Study design
CONNECT (CONtact and Network Estimation to Control Transmission) is a population-based survey of epidemiologically relevant social contacts and mixing patterns conducted in the province of Quebec, Canada. The first phase of CONNECT was conducted in 2018–2019 (February 2018 to March 2019), one year before the COVID-19 pandemic. Four additional phases of CONNECT were undertaken to document changes in social contacts during the COVID-19 pandemic period (CONNECT2: April 21st-May 25th 2020 and CONNECT3,4,5: July 3rd 2020-February 26th 2021) (Additional file 1: Table S1). All CONNECT phases were conducted with the same methodology.

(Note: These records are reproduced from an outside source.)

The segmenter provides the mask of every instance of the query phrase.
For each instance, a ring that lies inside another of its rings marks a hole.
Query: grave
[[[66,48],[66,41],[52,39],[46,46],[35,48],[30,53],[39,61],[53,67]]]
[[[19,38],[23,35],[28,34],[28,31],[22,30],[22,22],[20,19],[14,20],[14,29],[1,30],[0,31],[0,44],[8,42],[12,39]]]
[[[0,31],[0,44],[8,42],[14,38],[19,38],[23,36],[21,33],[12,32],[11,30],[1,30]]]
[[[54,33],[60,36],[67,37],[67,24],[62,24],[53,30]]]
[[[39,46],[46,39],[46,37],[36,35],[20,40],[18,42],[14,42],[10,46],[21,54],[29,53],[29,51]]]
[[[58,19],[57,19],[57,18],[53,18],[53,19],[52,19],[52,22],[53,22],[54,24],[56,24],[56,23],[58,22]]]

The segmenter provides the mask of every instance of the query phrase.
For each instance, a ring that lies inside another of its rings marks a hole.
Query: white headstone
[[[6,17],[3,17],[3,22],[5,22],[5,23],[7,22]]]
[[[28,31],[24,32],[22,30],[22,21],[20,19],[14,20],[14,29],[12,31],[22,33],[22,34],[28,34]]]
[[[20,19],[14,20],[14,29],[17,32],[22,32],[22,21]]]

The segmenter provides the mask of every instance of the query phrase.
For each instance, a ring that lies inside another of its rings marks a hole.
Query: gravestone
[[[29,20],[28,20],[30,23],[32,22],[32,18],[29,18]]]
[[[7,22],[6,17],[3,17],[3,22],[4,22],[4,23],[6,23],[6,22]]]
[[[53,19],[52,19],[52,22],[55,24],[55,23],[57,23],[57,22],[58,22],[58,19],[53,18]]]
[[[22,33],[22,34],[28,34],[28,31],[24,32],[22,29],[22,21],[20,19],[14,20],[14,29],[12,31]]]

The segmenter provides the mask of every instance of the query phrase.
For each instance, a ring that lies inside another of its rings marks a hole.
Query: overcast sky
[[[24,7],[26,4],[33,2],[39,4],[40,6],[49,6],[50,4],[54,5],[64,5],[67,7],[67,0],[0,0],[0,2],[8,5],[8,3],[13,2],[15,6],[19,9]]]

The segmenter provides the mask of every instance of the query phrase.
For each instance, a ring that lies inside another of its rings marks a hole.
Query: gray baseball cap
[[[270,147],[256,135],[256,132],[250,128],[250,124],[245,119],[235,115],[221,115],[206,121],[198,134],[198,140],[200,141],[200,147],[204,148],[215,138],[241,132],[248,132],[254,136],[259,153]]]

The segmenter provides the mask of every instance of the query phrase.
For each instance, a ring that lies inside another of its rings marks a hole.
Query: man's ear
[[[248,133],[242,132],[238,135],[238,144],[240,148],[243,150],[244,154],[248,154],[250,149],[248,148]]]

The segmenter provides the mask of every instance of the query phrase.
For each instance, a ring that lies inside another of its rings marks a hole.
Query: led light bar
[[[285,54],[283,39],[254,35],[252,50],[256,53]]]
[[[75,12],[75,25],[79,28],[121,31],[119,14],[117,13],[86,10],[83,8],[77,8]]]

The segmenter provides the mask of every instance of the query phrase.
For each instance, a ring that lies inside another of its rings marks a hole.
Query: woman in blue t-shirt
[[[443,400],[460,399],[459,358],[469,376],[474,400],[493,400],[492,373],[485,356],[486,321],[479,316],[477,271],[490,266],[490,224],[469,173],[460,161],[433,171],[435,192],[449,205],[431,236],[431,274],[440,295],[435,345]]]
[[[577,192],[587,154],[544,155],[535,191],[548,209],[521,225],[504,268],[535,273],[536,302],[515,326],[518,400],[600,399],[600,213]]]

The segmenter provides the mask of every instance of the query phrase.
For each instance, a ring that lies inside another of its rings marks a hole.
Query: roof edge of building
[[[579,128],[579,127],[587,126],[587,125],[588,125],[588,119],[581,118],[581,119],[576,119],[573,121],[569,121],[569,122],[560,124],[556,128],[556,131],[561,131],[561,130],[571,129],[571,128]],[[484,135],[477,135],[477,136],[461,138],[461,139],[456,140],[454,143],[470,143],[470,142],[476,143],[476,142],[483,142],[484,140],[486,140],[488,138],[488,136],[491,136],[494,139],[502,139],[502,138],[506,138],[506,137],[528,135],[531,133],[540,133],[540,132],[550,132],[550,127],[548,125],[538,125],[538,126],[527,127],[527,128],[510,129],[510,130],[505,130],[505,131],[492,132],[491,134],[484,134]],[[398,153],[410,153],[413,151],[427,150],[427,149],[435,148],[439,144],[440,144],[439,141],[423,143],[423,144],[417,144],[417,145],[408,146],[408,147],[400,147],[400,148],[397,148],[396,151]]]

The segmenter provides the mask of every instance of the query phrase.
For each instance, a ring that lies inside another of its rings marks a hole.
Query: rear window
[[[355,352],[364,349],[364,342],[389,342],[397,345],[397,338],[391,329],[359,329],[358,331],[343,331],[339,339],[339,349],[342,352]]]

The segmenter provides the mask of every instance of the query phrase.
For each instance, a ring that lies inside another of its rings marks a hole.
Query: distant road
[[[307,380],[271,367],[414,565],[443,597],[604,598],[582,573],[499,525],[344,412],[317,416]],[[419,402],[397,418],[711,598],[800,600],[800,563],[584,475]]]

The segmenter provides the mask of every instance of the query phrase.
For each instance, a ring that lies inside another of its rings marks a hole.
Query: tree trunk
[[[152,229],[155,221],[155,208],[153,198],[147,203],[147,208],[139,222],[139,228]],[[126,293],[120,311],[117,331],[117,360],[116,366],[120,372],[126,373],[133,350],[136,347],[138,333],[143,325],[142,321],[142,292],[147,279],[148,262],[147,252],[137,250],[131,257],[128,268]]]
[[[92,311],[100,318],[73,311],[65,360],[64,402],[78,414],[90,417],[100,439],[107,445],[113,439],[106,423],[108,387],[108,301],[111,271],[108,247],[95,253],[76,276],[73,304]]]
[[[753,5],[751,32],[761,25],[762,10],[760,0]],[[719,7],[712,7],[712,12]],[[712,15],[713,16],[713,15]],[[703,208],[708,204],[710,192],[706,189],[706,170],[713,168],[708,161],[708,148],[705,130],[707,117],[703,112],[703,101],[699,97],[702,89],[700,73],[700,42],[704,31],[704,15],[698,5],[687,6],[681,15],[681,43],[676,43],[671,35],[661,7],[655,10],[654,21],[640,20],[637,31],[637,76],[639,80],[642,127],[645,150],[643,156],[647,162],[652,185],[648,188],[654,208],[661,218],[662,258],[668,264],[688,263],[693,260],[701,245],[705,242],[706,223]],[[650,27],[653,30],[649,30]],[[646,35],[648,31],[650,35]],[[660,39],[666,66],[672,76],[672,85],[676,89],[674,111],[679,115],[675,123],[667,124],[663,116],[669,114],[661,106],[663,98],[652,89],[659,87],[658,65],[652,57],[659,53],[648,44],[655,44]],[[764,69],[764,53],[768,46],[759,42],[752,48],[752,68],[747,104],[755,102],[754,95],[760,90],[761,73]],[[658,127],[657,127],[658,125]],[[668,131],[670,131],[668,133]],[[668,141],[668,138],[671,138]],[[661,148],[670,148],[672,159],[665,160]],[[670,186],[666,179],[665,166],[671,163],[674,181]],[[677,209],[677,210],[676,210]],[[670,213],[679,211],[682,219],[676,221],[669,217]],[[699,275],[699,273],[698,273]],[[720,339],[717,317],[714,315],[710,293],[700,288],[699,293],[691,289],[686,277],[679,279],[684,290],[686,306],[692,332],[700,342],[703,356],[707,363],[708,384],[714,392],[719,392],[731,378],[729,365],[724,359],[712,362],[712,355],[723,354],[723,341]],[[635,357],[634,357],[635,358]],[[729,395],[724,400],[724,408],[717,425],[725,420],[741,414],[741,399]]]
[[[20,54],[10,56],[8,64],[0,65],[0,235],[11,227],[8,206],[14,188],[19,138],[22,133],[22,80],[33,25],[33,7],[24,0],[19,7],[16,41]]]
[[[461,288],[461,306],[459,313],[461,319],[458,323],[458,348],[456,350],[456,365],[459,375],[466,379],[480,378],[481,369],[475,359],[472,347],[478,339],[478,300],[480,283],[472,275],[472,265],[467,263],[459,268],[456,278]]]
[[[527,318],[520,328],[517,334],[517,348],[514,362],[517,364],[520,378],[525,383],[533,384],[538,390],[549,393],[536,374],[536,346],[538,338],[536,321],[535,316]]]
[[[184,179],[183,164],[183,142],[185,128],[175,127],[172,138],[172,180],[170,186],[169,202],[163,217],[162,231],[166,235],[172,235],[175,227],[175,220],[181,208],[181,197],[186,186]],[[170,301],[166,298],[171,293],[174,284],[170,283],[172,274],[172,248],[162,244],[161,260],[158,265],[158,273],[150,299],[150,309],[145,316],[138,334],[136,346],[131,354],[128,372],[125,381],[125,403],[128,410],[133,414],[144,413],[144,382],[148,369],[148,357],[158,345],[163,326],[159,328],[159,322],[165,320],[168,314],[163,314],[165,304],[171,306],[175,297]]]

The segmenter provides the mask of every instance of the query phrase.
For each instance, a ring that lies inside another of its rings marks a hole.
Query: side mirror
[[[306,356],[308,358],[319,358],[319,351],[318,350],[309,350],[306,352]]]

Recruitment of participants
The target population of CONNECT consisted of all non-institutionalized Quebecers without any age restriction (e.g., elderly living in retirement homes who generally have personal phone lines were eligible but those living in long-term care homes (nursing homes, Quebec CHSLD) were not eligible). We used random digit dialling to recruit participants. The randomly generated landline and mobile phone number sample was provided by ASDE, a Canadian firm specialized in survey sampling [4]. After having explained the study, verified eligibility of the household and documented the age and sex of all household members, we randomly selected one person per household to participate in the study, using a probability sample stratified by age. This recruitment procedure was sequentially repeated for every new phase of CONNECT (i.e., new participants were recruited for every CONNECT phase).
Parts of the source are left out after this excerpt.